Run real time speech to speech AI models locally

Image by author

# Introduction

Before we start anything, I want you to watch this video:

Isn’t it amazing? I mean you can now run a full local model that you can talk to on your machine and it works out of the box. it feels like talking to a real person Because the system can listen and speak at the same time, like a natural conversation.

This is not the usual “you speak, then waits, then answers” pattern. Personaplex is a real-time speech-to-speech conversational AI It handles interruptions, overlaps, and natural conversation cues like “uh-huh” or “right” when you’re talking.

PersonPlex is designed as full-duplex so that it can listen to and produce speech simultaneously without forcing the user to pause first. This makes conversations feel more fluid and human-like than traditional voice assistants.

In this tutorial, we’ll learn how to set up a Linux environment, install PersonaPlex locally, and then start the PersonaPlex web server so you can interact with the AI in your browser in real time.

# Using PersonaPlex Locally: A Step-by-Step Guide

In this section, we’ll learn how we install PersonPlex on Linux, launch the real-time WebUI, and start talking to a full-duplex speech-to-speech AI model running locally on our machine.

// Step 1: Accepting model conditions and generating a token

Before you can download and run PersonPlex, you must accept the Terms of Use for models on Hugging Face.
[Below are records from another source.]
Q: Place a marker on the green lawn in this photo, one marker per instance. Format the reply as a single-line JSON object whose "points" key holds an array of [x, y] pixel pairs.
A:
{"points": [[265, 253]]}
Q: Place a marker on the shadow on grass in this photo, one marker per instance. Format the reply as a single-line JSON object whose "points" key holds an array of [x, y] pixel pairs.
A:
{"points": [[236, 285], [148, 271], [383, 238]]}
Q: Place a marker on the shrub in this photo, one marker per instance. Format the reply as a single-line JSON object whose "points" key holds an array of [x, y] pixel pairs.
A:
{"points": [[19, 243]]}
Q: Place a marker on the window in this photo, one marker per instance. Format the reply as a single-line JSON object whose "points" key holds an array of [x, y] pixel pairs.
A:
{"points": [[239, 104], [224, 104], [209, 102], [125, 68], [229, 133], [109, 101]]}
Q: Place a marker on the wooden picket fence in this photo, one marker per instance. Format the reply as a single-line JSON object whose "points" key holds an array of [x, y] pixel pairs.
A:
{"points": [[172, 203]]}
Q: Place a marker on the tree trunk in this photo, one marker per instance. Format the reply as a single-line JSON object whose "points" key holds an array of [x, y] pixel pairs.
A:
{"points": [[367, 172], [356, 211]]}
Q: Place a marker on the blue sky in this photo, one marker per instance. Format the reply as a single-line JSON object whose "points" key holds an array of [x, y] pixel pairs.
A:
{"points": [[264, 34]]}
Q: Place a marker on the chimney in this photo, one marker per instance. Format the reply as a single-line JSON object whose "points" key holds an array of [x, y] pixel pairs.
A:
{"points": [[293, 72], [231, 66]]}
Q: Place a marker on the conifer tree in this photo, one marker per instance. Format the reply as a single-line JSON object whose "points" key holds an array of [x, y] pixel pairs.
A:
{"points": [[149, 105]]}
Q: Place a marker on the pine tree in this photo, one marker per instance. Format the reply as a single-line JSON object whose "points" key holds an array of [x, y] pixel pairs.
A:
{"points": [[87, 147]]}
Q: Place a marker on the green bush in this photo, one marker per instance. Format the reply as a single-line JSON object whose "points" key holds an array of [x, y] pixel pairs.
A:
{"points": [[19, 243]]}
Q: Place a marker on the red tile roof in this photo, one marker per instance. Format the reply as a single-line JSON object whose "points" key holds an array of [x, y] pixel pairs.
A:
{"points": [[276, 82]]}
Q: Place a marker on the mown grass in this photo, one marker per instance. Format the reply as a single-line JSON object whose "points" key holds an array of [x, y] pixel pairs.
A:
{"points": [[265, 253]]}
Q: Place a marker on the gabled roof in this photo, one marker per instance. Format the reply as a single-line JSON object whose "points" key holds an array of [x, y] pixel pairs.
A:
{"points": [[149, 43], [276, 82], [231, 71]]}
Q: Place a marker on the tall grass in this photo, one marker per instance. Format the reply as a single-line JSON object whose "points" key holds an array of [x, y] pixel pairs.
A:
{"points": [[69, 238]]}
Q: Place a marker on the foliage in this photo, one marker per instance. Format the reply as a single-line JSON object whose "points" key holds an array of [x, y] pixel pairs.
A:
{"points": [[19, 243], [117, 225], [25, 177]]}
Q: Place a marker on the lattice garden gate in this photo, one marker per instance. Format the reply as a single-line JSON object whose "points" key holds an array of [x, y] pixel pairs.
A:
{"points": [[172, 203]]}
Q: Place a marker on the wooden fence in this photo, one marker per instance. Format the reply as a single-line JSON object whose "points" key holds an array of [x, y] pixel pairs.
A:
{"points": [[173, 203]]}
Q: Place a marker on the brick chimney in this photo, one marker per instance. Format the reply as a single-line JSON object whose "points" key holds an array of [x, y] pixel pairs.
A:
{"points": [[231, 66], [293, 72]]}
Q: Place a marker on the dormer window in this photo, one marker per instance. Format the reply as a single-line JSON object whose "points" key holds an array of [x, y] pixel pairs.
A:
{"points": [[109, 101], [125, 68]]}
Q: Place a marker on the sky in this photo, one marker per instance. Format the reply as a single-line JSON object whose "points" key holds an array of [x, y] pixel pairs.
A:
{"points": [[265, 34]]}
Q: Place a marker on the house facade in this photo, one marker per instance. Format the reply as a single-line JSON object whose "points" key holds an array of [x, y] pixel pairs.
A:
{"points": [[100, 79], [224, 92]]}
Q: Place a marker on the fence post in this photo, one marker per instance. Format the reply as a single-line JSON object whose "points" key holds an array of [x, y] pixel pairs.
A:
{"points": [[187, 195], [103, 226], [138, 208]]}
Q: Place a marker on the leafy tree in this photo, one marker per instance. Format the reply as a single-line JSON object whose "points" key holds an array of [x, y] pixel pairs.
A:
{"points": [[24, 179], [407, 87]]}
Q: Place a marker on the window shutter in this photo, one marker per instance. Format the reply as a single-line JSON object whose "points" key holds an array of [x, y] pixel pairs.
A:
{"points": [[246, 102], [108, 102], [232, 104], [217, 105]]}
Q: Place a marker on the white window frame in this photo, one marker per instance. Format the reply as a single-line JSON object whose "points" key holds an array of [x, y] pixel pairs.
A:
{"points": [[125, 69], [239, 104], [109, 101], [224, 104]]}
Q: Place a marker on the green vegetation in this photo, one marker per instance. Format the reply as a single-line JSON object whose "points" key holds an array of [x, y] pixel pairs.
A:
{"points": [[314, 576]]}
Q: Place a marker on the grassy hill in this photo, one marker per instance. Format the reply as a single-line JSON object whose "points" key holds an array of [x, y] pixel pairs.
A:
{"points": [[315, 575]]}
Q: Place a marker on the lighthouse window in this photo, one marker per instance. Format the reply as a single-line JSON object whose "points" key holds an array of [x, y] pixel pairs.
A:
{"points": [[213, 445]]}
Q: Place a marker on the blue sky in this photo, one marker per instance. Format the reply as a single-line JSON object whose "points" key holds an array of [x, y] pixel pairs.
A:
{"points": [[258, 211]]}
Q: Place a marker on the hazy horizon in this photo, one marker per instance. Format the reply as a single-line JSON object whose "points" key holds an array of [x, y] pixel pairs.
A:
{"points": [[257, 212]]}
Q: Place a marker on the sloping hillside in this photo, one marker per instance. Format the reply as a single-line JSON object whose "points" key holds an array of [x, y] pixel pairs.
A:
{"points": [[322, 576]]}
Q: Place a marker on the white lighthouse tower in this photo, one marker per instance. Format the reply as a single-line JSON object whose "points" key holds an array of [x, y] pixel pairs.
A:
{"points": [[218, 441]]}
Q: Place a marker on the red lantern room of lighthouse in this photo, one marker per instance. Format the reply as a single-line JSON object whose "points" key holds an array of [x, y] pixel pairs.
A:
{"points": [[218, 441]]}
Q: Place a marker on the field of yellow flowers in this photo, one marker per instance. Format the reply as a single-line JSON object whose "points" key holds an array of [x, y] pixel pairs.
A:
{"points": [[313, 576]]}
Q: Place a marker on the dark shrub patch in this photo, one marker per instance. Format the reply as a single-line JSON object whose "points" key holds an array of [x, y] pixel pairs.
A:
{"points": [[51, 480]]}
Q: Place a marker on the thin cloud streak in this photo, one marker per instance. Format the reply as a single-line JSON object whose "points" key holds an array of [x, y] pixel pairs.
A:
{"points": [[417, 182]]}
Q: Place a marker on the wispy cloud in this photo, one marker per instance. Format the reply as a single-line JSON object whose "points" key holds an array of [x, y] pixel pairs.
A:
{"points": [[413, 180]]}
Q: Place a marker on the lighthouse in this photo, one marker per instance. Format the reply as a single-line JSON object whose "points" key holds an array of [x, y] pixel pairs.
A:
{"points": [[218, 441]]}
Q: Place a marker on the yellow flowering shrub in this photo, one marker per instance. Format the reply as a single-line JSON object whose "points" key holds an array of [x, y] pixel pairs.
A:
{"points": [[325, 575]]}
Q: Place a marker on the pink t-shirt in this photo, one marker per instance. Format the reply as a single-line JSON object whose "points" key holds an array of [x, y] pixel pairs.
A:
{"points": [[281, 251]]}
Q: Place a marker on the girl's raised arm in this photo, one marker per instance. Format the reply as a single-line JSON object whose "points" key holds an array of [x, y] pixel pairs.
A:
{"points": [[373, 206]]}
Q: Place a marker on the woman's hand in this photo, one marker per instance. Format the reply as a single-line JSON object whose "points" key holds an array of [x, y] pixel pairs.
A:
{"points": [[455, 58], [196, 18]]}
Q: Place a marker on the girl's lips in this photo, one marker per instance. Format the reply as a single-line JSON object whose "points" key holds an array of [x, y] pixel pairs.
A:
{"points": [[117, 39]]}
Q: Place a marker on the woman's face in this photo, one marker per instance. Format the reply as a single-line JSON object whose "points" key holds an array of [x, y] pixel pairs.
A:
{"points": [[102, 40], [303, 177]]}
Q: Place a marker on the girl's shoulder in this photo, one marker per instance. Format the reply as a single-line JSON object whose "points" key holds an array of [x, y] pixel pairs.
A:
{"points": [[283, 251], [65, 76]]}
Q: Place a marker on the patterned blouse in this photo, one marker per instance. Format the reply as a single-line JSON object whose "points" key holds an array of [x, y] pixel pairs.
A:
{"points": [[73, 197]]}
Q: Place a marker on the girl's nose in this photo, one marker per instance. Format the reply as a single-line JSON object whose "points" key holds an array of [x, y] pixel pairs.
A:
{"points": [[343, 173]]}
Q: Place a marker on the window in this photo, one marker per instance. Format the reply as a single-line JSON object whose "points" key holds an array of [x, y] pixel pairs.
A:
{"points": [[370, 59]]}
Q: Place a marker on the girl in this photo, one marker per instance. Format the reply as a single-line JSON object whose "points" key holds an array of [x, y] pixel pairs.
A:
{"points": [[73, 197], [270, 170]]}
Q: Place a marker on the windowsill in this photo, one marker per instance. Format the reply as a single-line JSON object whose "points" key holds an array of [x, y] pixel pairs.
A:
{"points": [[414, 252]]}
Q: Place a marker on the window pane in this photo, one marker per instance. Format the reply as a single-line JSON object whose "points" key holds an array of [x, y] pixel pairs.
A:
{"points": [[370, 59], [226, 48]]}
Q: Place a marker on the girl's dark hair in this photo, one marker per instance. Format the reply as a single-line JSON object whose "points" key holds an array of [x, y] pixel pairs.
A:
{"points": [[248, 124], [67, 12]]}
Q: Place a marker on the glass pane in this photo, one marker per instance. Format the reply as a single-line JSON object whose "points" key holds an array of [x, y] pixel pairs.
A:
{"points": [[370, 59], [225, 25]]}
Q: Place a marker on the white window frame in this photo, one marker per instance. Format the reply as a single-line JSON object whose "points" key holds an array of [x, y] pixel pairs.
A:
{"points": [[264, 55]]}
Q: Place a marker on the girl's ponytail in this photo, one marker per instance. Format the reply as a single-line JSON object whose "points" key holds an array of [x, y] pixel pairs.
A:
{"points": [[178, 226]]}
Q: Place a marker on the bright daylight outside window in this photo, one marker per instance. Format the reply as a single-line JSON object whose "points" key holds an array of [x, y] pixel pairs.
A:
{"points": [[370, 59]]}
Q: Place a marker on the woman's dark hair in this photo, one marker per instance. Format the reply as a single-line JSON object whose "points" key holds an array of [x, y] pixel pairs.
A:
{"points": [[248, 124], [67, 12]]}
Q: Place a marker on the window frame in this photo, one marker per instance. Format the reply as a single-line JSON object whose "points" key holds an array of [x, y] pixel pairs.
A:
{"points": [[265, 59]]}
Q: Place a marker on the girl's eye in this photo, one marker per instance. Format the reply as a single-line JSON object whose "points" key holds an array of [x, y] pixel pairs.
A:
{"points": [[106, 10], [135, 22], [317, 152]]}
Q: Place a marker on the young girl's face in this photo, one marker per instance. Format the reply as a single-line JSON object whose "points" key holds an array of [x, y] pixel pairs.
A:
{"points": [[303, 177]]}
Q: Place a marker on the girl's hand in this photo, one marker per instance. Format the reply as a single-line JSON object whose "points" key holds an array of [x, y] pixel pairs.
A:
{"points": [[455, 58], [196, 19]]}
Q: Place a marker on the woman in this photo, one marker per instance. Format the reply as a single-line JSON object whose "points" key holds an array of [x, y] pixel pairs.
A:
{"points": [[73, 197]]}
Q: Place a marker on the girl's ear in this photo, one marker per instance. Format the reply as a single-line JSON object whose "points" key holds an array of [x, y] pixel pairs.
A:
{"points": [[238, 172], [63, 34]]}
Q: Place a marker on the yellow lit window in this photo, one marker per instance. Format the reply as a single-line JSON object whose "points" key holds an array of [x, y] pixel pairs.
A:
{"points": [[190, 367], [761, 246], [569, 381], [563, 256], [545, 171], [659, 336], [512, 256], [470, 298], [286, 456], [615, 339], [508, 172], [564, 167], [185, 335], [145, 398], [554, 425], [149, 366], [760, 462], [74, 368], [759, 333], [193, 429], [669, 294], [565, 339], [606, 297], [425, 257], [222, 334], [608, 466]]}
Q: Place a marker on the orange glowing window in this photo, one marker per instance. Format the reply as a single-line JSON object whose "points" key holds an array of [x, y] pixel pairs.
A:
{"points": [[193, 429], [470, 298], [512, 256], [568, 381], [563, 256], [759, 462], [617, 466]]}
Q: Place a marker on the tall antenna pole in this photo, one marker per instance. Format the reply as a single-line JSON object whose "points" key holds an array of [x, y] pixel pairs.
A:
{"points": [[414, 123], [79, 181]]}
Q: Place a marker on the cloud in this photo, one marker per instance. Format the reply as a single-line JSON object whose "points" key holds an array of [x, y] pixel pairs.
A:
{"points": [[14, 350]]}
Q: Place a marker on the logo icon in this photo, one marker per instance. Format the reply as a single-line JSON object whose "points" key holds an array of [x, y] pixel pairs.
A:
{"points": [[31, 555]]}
NVIDIA’s speech-to-speech model PersonaPlex-7B-v1 is gated, which means you can’t access Wait unless you agree to the license terms on the model page.

Go to PersonaPlex model page Go to Hugging Face and log in. You will see a notice saying that you need to agree to share your contact information and accept the license terms to access the files. Review the NVIDIA Open Model License and accept the terms to unlock the repository.

Once you have access, create a hugging face access token:

Go Settings → Access Token
Create a new token with Reading Permission
Copy the generated token

Then export this in your terminal:

export HF_TOKEN="YOUR_HF_TOKEN"

This token allows your local machine to authenticate and download PersonPlex models.

// Step 2: Installing Linux Dependencies

Before installing PersonPlex, you must install opus audio codec development library. PersonPlex relies on Opus to handle real-time audio encoding and decoding, so this dependency must be available on your system.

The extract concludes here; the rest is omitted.